Internet: We are lowering our 2009 estimate for U.S. Internet advertising revenue from $28.3 billion to $25.1 billion (up 6.1%) based on 4% growth in Display, 20% growth in Search, a 2% decline in Auctions and Other, and 5% growth in Lead Generation & E-mail. For 2010 we believe online advertising growth will reaccelerate to 12%, reaching $28.1 billion, based on 12% growth in Display, 15% in Search, 5% in Auctions and Other, and 6% in Lead Generation and E-Mail. We are not making changes to company s pecific estimates for Google or Yahoo! as they already reflect overall industry expectations.

Broadcast Television Networks: We are lowering our Broadcast Television Network advertising revenue estimates for 2009 and 2010 to down 10.0% and up 3.0%, respectively. Our previous estimate was for down 8.0% in 2009. We expect the national broadcast advertising marketplace will hold up better than local.

TV Stations: We have lowered our broadcast TV local and national spot estimates for 2009 and 2010 and now estimate a decline of 15.5% in 2009 and a decline of 1.1% in 2010. Previously, we were anticipating a decline of 8.9% in 2009.
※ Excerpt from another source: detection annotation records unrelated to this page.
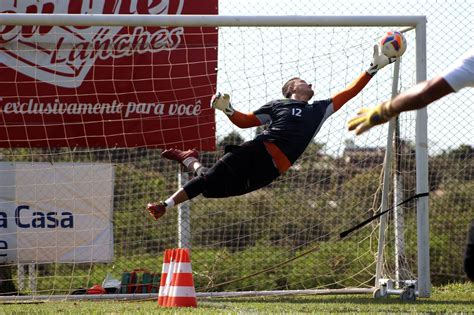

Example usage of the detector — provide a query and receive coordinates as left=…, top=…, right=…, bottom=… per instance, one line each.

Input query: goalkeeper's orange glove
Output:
left=349, top=101, right=396, bottom=135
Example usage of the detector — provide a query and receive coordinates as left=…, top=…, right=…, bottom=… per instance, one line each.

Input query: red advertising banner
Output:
left=0, top=0, right=218, bottom=150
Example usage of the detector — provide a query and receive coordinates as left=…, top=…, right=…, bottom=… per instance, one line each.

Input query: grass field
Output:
left=0, top=283, right=474, bottom=314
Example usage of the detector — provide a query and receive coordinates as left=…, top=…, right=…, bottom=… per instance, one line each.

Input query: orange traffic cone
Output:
left=158, top=248, right=197, bottom=307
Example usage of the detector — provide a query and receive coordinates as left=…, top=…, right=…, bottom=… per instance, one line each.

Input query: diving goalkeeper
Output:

Cable Networks: We are lowering our estimates for 2009 and 2010 Cable Networks advertising revenue to down 3.0% and up 5.0%, respectively, given the deteriorating consumer economy. Previously, we estimated revenue growth of 1.8% for 2009.

Newspapers: We are cutting our 2009 and 2010 newspaper advertising revenue forecast to down 17.0% and down 7.5%, respectively, vs. our prior 2009 estimate as of one month ago down 14.0% and down 12.0% as of our ad forecast report in October. Specifically, in 2009, we estimate retail down 11.0%, national down 17.6%, and classified down 27.9% (help wanted down 44.7%, auto down 37.5%, and real estate down 28.8%). In 2010, we estimate retail down 5.0%, national down 7.0%, and classified down 13.5% (help wanted down 15.0%, auto down 12.5%, and real estate down 12.5%).

Radio: We estimate radio advertising revenue to decrease 13.0% overall in 2009, below our prior estimate of a 7.4% decline, and now expect down 1.7% in 2010.

Yellow Pages: We have lowered our expectations for 2009 to down 13.0% vs. our prior estimate of down 9.0%, and now expect down 7.0% in 2010.

Outdoor: We are lowering our estimates for 2009 and 2010 Outdoor advertising growth to declines of 6.0% and 4.4%, respectively. Previously, we estimated flat revenue growth in 2009.

Direct Mail: Given mounting cyclical pressures, we are expecting direct mail to decline 8.5% in 2009 (vs. our prior down 6.0% estimate) but increase 2.5% in 2010.

Magazines: We estimate magazine advertising revenue to decrease 15.0% in 2009 (vs. our prior down 12.5% estimate) and decline a further 5.0% in 2010.